6 cups chicken broth
1 large celery stalk, medium dice
1 large carrot, medium dice
4 fresh garlic cloves, minced. (i roasted mine first in a dry skillet, skins on, until soft)
1 large yellow onion diced ( i diced half and left half in larger chunks)
3-4 tbsp tomato paste
3/4cup tomato sauce (plain or with herbs)
about a cups worth of diced kale leaves or spinach
1 can canellini beans
1 can diced tomatoes
1 can red kidney beans
3/4cup green peas
cooked shredded chicken/turkey
Ditalini or orzo pasta, wild rice, or grain of your choice
Herbs: Bay leaf, Thyme (sprig or dried) oregano, Salt, pepper, ground sage
*optional* lemon zest/juice & parsley for finishing
- Sweat the onion in a pan over medium heat with olive oil.

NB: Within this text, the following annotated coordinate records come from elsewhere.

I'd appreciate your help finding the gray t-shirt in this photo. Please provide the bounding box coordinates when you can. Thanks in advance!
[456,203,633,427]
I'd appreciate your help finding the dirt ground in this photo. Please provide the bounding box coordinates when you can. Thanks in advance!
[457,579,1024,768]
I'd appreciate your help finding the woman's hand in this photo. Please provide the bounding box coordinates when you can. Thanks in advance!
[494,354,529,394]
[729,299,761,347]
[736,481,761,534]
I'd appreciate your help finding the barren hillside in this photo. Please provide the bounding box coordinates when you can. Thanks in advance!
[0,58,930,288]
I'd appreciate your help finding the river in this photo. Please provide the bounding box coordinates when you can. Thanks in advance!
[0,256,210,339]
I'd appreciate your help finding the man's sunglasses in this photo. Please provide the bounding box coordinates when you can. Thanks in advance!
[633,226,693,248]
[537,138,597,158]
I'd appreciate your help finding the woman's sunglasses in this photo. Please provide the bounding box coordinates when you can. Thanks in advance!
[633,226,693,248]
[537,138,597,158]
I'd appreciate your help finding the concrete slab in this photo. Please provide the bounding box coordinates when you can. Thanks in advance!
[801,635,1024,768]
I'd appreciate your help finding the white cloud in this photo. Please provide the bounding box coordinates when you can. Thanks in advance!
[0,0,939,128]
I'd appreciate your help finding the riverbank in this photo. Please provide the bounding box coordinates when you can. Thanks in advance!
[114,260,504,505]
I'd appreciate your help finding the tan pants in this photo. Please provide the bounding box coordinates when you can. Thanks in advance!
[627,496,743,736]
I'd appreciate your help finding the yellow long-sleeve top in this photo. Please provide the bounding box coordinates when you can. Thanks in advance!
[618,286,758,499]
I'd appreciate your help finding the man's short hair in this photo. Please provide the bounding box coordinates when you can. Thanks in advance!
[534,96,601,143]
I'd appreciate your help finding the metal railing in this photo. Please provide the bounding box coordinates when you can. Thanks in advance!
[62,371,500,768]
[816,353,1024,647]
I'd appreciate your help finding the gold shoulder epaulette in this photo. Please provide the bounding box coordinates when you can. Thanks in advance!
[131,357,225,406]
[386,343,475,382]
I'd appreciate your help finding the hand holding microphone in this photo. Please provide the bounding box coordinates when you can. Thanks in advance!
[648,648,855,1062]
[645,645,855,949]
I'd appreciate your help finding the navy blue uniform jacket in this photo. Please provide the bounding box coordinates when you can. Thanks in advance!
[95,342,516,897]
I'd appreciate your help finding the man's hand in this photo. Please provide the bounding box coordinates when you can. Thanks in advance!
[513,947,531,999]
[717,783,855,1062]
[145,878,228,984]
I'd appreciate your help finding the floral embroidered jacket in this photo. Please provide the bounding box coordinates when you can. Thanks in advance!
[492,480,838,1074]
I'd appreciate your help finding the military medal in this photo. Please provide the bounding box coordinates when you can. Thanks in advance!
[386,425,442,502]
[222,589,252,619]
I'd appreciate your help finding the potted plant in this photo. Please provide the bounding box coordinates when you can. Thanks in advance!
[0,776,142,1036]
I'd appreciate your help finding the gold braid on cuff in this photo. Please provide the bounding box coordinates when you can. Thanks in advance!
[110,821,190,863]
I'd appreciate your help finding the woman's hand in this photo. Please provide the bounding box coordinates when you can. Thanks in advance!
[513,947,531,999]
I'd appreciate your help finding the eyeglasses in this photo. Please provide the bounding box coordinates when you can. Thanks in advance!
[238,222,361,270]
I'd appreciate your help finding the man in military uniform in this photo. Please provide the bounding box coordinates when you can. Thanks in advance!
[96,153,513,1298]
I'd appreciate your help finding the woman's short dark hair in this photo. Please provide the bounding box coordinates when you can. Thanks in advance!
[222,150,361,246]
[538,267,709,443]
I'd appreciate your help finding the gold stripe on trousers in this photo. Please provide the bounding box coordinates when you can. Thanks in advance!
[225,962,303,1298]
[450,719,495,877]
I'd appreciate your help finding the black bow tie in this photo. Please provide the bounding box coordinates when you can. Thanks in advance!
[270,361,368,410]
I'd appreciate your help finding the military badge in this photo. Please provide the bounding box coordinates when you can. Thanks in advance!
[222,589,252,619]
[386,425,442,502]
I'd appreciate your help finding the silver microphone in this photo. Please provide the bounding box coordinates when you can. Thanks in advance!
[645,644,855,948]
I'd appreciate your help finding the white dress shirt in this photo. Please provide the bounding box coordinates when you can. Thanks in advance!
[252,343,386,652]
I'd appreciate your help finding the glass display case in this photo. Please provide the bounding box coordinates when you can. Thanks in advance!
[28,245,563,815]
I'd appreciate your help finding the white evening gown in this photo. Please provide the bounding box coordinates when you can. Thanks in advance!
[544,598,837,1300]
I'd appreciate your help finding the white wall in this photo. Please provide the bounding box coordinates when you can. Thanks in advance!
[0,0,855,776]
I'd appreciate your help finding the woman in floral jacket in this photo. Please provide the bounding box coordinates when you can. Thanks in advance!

- when onion has softened slightly add garlic, carrot, celery, bay leaf and spices/herbs stir until just slightly softened.
- Add tomato paste to the veggies and stir, about 3 minutes until raw tomato paste flavor is gone.
- Add tomato sauce and stir.
- Add chicken stock and simmer on low until the veggies are cooked
- Add shredded chicken, green peas and both cans on drained beans. bring pot back up to a simmer.
- In a separate pot, cook pasta or rice (your choice) until just slightly underdone. Add to the pot and resume to a simmer
- Before serving add greens of choice (kale/spinach) and finish with fresh grated parmesan cheese, grated lemon zest and a squeeze of lemon juice.